En réalité, l’explication est assez simple, même si elle implique des technologies scientifiques de pointe. Je vais essayer de reformuler. Nous avons deux objectifs distincts : l’un est de concevoir un vaccin, l’autre de sélectionner ou de générer des anticorps neutralisants. Pour atteindre le premier objectif, et afin de garantir un lien aussi solide que possible entre le fragment qui provoque la réaction immunitaire et son vecteur, nous utilisons une sorte de « superglue » à base de protéines qui permet à n’importe quelle sous-unité virale de se fixer. C’est un peu comme avec des briques de Lego™et donc le rêve de tou biologiste moléculaire qui a aussi été un enfant.
En parallèle, pour atteindre le second objectif, nous voulions aller plus loin et développer des anticorps à réponse rapide pour soigner efficacement les patients. Nous avons découvert que, si l’utilisation de complexes vaccinaux de type « échafaudage » (les fameuses briques de Lego™) permet de générer des anticorps neutralisants de qualité, elle ne permet pas d’obtenir ces anticorps plus rapidement. Aujourd’hui, nous sommes toutefois capables d’accélérer ce processus en prélevant des anticorps directement dans le sang de patients infectés et convalescents. Ces anticorps, fabriqués dans le cadre de la réponse immunitaire naturelle, peuvent ensuite être reproduits en grande quantité grâce à des processus biotechnologiques.

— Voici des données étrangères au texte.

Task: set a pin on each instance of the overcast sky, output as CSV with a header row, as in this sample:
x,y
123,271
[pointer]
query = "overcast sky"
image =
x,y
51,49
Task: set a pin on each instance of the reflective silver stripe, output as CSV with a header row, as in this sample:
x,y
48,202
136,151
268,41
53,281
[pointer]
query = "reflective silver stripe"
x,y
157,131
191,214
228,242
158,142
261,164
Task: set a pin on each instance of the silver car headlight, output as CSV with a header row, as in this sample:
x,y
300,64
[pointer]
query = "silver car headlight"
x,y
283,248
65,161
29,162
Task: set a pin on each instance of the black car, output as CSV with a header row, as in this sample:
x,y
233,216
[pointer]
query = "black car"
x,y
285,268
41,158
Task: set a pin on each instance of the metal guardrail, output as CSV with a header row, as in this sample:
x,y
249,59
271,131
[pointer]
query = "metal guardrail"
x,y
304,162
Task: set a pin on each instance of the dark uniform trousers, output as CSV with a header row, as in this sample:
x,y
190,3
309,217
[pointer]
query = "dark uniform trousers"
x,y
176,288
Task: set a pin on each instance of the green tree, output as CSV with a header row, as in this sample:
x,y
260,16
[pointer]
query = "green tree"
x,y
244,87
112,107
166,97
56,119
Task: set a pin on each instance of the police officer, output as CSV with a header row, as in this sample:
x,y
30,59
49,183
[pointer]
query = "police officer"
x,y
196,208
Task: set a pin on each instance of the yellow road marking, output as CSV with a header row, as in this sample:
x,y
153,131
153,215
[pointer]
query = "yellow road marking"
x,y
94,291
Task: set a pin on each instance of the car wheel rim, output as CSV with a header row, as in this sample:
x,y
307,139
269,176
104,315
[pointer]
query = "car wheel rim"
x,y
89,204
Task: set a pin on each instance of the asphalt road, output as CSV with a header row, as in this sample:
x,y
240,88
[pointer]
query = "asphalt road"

Cela signifie que nous disposons de deux options : si la sélection d’anticorps directement dans le sang des patients infectés ne fonctionne pas, nous pouvons toujours utiliser une stratégie d’immunisation spécifique basée sur les complexes vaccinaux développés dans le cadre du projet ZAPI. En cas d’urgence, l’idéal est d’ailleurs d’utiliser les deux méthodes en parallèle. Cela permet d’augmenter la probabilité d’identifier le ou les bons anticorps.
Est-ce qu’il s’agit d’une grande avancée ?
La pandémie de COVID-19 est exactement le genre de scénario auquel nous voulons être prêts à répondre. Bien sûr, le virus mute et nous serons sans doute confrontés à d’autres souches. Mais grâce à l’un de nos modèles (le coronavirus MERS, qui s’est propagé il y a quelques années), nous avons beaucoup appris sur les meilleures stratégies pour concevoir et fabriquer des vaccins, mais aussi neutraliser des anticorps et les tester. Même si le projet ZAPI se concentre sur les trois virus que j’ai cités tout à l’heure, certains anticorps produits face au MERS pourraient être actifs sur d’autres Betacoronavirus. Il s’agit d’une famille qui inclut le SARS-CoV-2 (le virus responsable de la pandémie actuelle). Nous analysons actuellement cette famille de virus afin de déterminer si nous pourrions les utiliser en cas d’une nouvelle épidémie due à un betacoronavirus. Boehringer Ingelheim Santé humaine intègre actuellement de nouveaux partenariats, dont certains s’appuient sur les travaux du projet ZAPI. Ces partenariats pourraient nous permettre de développer des traitements supplémentaires. Malgré tout, nous devons rester prudents. À ce jour, aucun vaccin ou anticorps basé sur ces nouvelles plateformes n’a encore été évalué chez l’être humain. Dans le contexte actuel de pandémie, il est toutefois probable que les procédures réglementaires seront accélérées pour réaliser ces évaluations si la crise pandémique se prolonge.
Cela prouve encore une fois que la santé humaine et la santé animale sont étroitement liées...
Les animaux et les êtres humains partagent les mêmes territoires sur notre planète, et partagent aussi souvent les mêmes germes, en l’occurrence les mêmes agents zoonotiques. En ceci, notre projet est inédit : il utilise les nouvelles technologies pour combiner santé animale et santé humaine. Il implique à la fois des vétérinaires, des médecins et des scientifiques. Même si nous nous concentrons principalement sur la santé animale, les mêmes technologies (qui ont été validées sur les espèces cibles vétérinaires) pourraient être utilisées pour développer des vaccins humains, dans la mesure où notre plateforme couvre les deux domaines.